[llvm] [AMDGPU] Fix computation of waves/EU maximum (PR #140921)

via llvm-commits llvm-commits at lists.llvm.org
Wed May 21 08:58:39 PDT 2025


llvmbot wrote:


<!--LLVM PR SUMMARY COMMENT-->

@llvm/pr-subscribers-backend-amdgpu

Author: Lucas Ramirez (lucas-rami)

<details>
<summary>Changes</summary>

This fixes an issue in the waves/EU range calculation wherein, if the `amdgpu-waves-per-eu` attribute exists and is valid, the entire attribute may be spuriously and completely ignored if workgroup sizes and LDS usage restrict the maximum achievable occupancy below the subtarget maximum.
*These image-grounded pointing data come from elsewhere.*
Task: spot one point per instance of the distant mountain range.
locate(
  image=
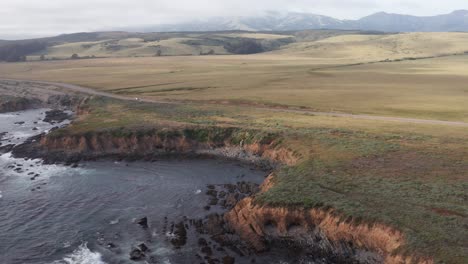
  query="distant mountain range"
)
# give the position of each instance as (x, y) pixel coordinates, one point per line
(274, 21)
In such cases, we should still honor the requested minimum number of waves/EU, even if the requested maximum is higher than the actually achievable maximum (but still within subtarget specification).

As such, the added unit test `empty_at_least_2_lds_limited`'s waves/EU range should be [2,4] after this patch, when it is currently [1,4] (i.e, as if `amdgpu-waves-per-eu` was not specified at all).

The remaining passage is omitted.